People were supported to have maximum choice and control of their lives and staff supported them in the least restrictive way possible and in their best interests; the policies and systems in the service supported this practice.
For more details, please see the full report which is on the CQC website at www.cqc.org.uk
Rating at last inspection (and update)
The last rating for this service was requires improvement (published 20 December 2018) and we identified breaches of regulations relating to person-centred care and good governance. The service had also been rated requires improvement for the previous two inspections. The provider completed an action plan after the last inspection to show what they would do and by when to improve.
At this inspection, we found not enough improvement had been made and the provider was still in breach of these regulations. We also identified breaches of three other regulations relating to dignity and respect, safe care and treatment and safeguarding people from abuse and improper treatment.
Why we inspected
The inspection was prompted in part due to concerns received from the local authority regarding the leadership of the service and the provider's failure to identify and respond to safeguarding alerts. A decision was made for us to inspect and examine these areas as well as looking at whether they had made improvements since the last inspection in all areas.
We have found evidence that the provider needed to make improvements. The overall rating for the service has changed from requires improvement to inadequate.
You can read the report from our last comprehensive inspection, by selecting the ‘all reports’ link for Blenheim Care Centre on our website at www.cqc.org.uk.
Enforcement
We have identified breaches in relation to person-centred care, treating people with dignity and respect, safe care and treatment, safeguarding people from abuse and good governance.
You can see what action we have asked the provider to take within our table of actions.
Follow up
We will request an action plan for the provider to understand what they will do to improve the standards of quality and safety.
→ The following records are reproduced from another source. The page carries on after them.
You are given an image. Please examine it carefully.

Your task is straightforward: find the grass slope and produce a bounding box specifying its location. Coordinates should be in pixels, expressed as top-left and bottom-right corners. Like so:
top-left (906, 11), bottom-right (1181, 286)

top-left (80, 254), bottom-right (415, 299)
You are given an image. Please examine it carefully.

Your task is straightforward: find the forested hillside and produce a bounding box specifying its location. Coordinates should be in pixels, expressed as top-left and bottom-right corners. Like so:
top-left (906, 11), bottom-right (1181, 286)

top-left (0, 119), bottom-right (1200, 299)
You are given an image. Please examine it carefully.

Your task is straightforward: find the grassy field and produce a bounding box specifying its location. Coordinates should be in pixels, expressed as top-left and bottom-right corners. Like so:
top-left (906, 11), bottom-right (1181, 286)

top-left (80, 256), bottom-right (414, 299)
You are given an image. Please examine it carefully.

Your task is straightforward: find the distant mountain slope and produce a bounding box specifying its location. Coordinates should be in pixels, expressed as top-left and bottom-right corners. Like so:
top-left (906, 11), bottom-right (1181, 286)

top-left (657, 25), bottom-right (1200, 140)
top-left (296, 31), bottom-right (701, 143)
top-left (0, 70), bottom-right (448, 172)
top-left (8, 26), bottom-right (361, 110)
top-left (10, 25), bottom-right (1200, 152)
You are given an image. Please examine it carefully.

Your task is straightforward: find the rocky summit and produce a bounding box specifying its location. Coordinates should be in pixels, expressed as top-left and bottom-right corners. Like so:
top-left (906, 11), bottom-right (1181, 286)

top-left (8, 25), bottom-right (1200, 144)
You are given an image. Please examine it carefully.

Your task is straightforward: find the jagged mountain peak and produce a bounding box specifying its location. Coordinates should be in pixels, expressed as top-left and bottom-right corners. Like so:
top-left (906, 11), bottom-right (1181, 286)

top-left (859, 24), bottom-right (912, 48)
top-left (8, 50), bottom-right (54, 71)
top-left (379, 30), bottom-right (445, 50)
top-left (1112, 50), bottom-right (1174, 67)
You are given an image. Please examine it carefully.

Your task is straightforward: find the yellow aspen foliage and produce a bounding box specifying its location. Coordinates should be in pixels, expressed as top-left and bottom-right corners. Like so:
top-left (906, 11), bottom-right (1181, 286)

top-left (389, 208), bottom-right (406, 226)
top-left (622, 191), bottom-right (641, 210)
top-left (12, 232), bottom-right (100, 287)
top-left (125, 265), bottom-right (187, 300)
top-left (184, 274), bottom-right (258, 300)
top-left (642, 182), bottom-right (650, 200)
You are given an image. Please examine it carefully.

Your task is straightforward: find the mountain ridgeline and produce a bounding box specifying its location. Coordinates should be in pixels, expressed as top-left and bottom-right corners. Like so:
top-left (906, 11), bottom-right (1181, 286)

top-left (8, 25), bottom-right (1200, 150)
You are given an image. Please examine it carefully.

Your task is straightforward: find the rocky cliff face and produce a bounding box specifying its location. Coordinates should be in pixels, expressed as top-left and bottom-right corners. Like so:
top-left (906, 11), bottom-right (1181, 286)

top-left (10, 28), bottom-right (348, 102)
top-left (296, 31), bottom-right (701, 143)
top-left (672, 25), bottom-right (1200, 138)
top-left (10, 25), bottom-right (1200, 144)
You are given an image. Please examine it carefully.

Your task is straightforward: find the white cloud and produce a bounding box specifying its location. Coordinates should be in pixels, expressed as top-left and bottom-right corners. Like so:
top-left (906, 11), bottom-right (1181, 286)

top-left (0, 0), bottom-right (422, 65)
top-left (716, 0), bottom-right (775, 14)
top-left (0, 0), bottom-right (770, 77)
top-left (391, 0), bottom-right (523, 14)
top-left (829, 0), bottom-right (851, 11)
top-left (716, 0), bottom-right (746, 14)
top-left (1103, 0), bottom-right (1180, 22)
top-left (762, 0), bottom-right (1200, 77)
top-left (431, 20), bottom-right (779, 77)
We will work alongside the provider and local authority to monitor progress. We will return to visit as per our re-inspection programme. If we receive any concerning information we may inspect sooner.
Special Measures
The overall rating for this service is ‘Inadequate’ and the service is therefore in ‘special measures’. This means we will keep the service under review and, if we do not propose to cancel the provider’s registration, we will re-inspect within 6 months to check for significant improvements.
If the provider has not made enough improvement within this timeframe. And there is still a rating of inadequate for any key question or overall rating, we will take action in line with our enforcement procedures. This will mean we will begin the process of preventing the provider from operating this service. This will usually lead to cancellation of their registration or to varying the conditions the registration.
For adult social care services, the maximum time for being in special measures will usually be no more than 12 months. If the service has demonstrated improvements when we inspect it and it is no longer rated as inadequate for any of the five key questions it will no longer be in special measures.